Ignition was by magneto.

Rubber tires

The WC was the first farm tractor to have rubber tires as standard equipment, and the first tractor tested on rubber in the Nebraska tractor tests. The pneumatic-rubber-tire-on-steel-wheel combination was more expensive to make than a steel wheel with cleats. To make rubber tires standard equipment while also keeping the cost of the tractor low, the WC's designers, C.E. Frudden and Walter Strehlow, gave the WC drop gearing at the rear, which allowed row-crop ground clearance while having smaller-diameter drive wheels. Drop gearing had appeared many times before on earlier tractors, but never yet for this new reason—to minimize the amount of rubber needed for the tires.

Front axle options

Like other row-crop tractors from various makers, the WC could be ordered in both tricycle and wide tread versions, with the tricycle configuration by far the most popular. The tractor could be ordered as "air front", meaning rubber tires in front and steel wheels in back.
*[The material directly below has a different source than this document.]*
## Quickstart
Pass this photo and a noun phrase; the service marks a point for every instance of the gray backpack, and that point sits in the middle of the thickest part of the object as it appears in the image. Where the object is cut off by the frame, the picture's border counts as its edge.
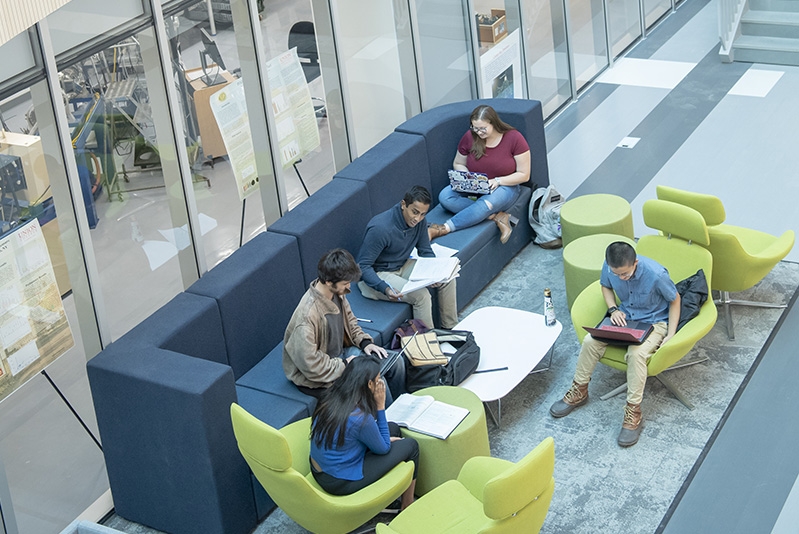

Electric starter and lights

In 1939 Harry Merritt, an Allis-Chalmers executive, decided that, with over 90 percent of WCs selling with the optional electric starter and lights, these features would henceforth be standard equipment. Thus the WC became one of the earliest farm tractors to have starter and lights as standard equipment.

Other options

A belt pulley was standard equipment on the WC, while a power take-off and a mechanical power lift for the cultivator were optional. In 1936 the PTO option's list price was USD $50, the power lift option's, $35.
The PTO was necessary if the buyer was planning to use the WC to pull the Allis-Chalmers All-Crop Harvester, a pull-type combine. The combination of a WC tractor pulling an All-Crop Harvester combine was a huge commercial success for Allis from the mid-1930s through mid-1940s.

Design changes

Various design changes occurred over the model's lifespan:
The WC, with many good features and various first-to-market attributes, had at least a few drawbacks. Its clutch was not particularly well designed, and, like other tractors of the 1920s through mid-1930s, it lacked usability in the design of its brake controls, with a hand lever on each side of the tractor, which meant that applying the brakes took the operator's hands away from other controls. Other tractors had foot pedals on both sides, but that meant that the clutch and left brake could not be operated simultaneously. The solution came in the late 30s, when various brands moved both brake pedals to the right foot.